Das ist nicht so schwer zu verstehen. Es ging in den Kreisen, für die Osten-Sacken steht, seit jeher um Israel und im Angesicht des überall verbreiteten Antisemitismus, der sich gegen den Juden unter den Staaten richtet, Israel, ist das im Zweifel ein ehrenwertes Motiv. Vereinfacht: Israel sieht im Iran den Hauptfeind, weil dieser mit dem Atomprogramm und sei es auch zunächst zivil – und auch das ist ja alles andere als gewiss – Israels militärische Überlegenheit in Zweifel zieht. Auch zivile Atomprogramme sind bekanntlich von militärischen schwer zu trennen. Man lacht über diese Bedrohung in der Welt, aber es stimmt trotzdem: eine iranische Atombombe wäre fatal, selbst wenn man nicht glaubt, dass diese wirklich zum Einsatz kommt. Und da nun Syrien unter Assad der wichtigste regionale Verbündete des Iran ist und umgekehrt ein sich im Bürgerkrieg befindliches Syrien und auch ein von sunnitischen Islamisten beherrschtes Syrien oder eine Mischung aus beidem den Iran schwächt, so ist man – egal für welche Fraktion – gegen Assad. So einfach ist das.

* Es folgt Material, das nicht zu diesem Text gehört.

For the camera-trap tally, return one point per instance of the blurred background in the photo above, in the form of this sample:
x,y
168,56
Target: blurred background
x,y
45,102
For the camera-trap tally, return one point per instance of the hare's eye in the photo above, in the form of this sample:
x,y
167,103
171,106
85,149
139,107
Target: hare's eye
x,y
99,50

Kurzer Schwenk: Ein wenig über die Erweiterung des syrischen Bürgerkrieg im Irak
Nur der Islamische Staat wird von Osten-Sacken nicht unterstützt. Das liegt oberflächlich gesehen daran, dass der IS zu sehr den globalen Djihad propagiert und unerwarteterweise im Irak aktiv wurde. Im Irak hatte sich 2014 etwas ähnliches angebahnt, wie in Syrien zuvor. Wir hören die Neue Zürcher Zeitung: „Was sich in diesen Tagen abspielt, ist letztlich ein sunnitischer Aufstand. … Das Fass lief über, als Sicherheitskräfte Ende Dezember das sunnitische Protestlager in der westirakischen Provinz Anbar räumten. Spätestens damals hätte Maliki eine Kehrtwende machen und die Sunniten an den Tisch holen müssen. Stattdessen rief er zum «Kampf gegen den Terror» auf und setzte sogar Fassbomben gegen die Aufständischen ein.“ (NZZ, 12.6.2014) Der IS trifft dabei zunehmend auf den Iran und unsere Geostrategen reden schon davon, dass Bagdad vom Iran kontrolliert werde. Die Achse Teheran, Damaskus, Beirut müsste also um Bagdad erweitert werden. Was spricht also dagegen, auch den IS als das kleinere Übel propagandistisch zu stärken? Möglich wäre das gleiche Argument: „Es spricht Bände, dass Flüchtlinge aus Mossul sagen, sie seien weniger aus Angst vor dem IS als vor einem Gegenangriff der Armee mit Fassbomben geflohen. Mit seiner verfehlten Politik hat Maliki die Extremisten stark gemacht.“ (NZZ, 12.6.2014) Das ist auch deshalb nicht nötig geworden, weil die Armee des Iraks anders als die Armee Syriens kaum Anstalten gemacht hat, den Zerfall des Iraks aufzuhalten und Mossul schließlich anders als Aleppo kampflos an die Rebellen fiel; es war zuvor eh schon in türkischer Hand.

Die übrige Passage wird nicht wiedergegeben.